DEAR K: Thank you for your courage to share this. I'm sure there are many others who can relate to your story. I'm sorry you had to learn this lesson the hard way--and it's good to hear you learned it.
Regards-Lisa
Posted by: K. Senford | June 14, 2009 at 11:24 AM
You're spot on. Everyone is susceptible to an affair. I believe it is naive to think that "it will never happen to me." Allowing excessive amounts of time alone with the opposite sex creates moments of intimacy, not necessarily sexual, but allows a connection to be created. If the moment to be sexual presents itself it is very difficult to pull away. We're not superhuman. The feelings that come about are ones that you may not have experienced in a very long time and quite honestly, over whelming.
Posted by: Laura Moorman | June 12, 2009 at 03:20 PM
I agree with the author's advice. I have male acquaintances and I cannot imagine meeting them alone for coffee. I have had male coworkers who I have gone to lunch with but it is rarely alone, almost always with other co-workers. Why be tempted?

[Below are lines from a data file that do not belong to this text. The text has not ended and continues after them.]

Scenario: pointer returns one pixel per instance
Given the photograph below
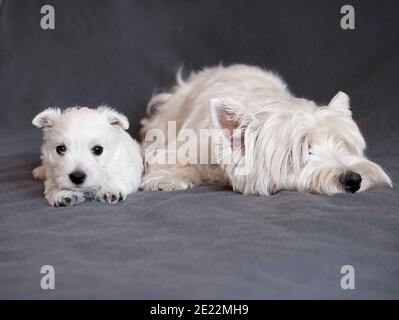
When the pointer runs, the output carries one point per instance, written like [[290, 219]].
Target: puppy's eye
[[61, 149], [97, 150]]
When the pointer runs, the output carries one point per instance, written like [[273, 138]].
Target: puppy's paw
[[110, 196], [162, 183], [65, 198]]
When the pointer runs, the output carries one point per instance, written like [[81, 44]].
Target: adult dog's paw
[[110, 196], [65, 198], [163, 183]]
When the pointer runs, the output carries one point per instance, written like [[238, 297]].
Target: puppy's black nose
[[77, 177], [351, 181]]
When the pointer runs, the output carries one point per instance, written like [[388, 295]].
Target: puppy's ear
[[115, 118], [228, 114], [340, 103], [46, 118]]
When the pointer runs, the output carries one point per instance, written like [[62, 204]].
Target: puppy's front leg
[[62, 198]]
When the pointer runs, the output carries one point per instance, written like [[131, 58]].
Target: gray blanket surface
[[206, 242]]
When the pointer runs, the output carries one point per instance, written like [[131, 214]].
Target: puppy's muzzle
[[77, 177], [351, 181]]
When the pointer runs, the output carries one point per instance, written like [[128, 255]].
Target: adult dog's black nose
[[351, 181], [77, 177]]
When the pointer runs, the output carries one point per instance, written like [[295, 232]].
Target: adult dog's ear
[[229, 114], [340, 103], [46, 119], [114, 117]]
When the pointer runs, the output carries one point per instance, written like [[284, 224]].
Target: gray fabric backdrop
[[207, 242]]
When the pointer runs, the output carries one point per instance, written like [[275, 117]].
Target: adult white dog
[[87, 154], [287, 143]]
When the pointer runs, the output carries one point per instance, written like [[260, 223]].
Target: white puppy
[[284, 142], [87, 154]]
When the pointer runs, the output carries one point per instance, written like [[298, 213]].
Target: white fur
[[110, 177], [290, 143]]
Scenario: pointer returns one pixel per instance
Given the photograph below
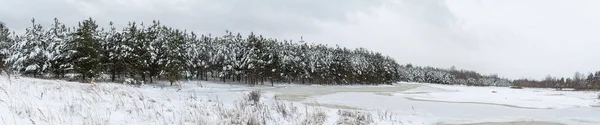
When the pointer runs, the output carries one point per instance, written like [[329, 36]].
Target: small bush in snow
[[317, 117], [354, 118], [284, 109], [254, 96]]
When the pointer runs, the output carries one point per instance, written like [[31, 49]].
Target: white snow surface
[[36, 101]]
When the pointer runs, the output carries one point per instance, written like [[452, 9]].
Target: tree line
[[146, 53], [579, 81]]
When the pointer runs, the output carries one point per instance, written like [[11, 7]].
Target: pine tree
[[174, 55], [31, 53], [5, 43], [58, 37], [86, 49]]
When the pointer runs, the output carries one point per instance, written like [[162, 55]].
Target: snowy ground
[[35, 101]]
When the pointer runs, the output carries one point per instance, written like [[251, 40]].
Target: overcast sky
[[512, 38]]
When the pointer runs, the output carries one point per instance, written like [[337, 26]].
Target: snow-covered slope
[[36, 101]]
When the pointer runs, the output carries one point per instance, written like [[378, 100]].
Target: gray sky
[[512, 38]]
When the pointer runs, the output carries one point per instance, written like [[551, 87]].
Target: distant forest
[[144, 53]]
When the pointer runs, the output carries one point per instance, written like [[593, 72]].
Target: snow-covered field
[[36, 101]]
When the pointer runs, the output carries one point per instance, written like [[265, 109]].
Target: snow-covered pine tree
[[86, 50], [155, 35], [174, 55], [5, 43], [58, 53], [112, 58], [31, 55]]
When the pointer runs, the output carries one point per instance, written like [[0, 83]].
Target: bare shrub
[[317, 117], [285, 109], [354, 118], [254, 96]]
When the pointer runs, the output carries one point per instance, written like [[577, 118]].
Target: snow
[[527, 98], [35, 101]]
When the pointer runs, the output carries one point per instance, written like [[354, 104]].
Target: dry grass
[[354, 118]]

Posted by: Marie Wolfe | June 12, 2009 at 02:24 PM
I agree with the article. I mean, common sense tells a man or a woman that affairs don't start one day when you are walking down the street and you bump into a stranger. (With the exception to those whom prefer one-night-stands at bars) The average affair is NOT a one-nighter. It is with someone with whom you spend time with, laughing with, getting to know, and seeing traits in that person that you wish your partner had. And, then there are internet affairs--don't even get me started on that.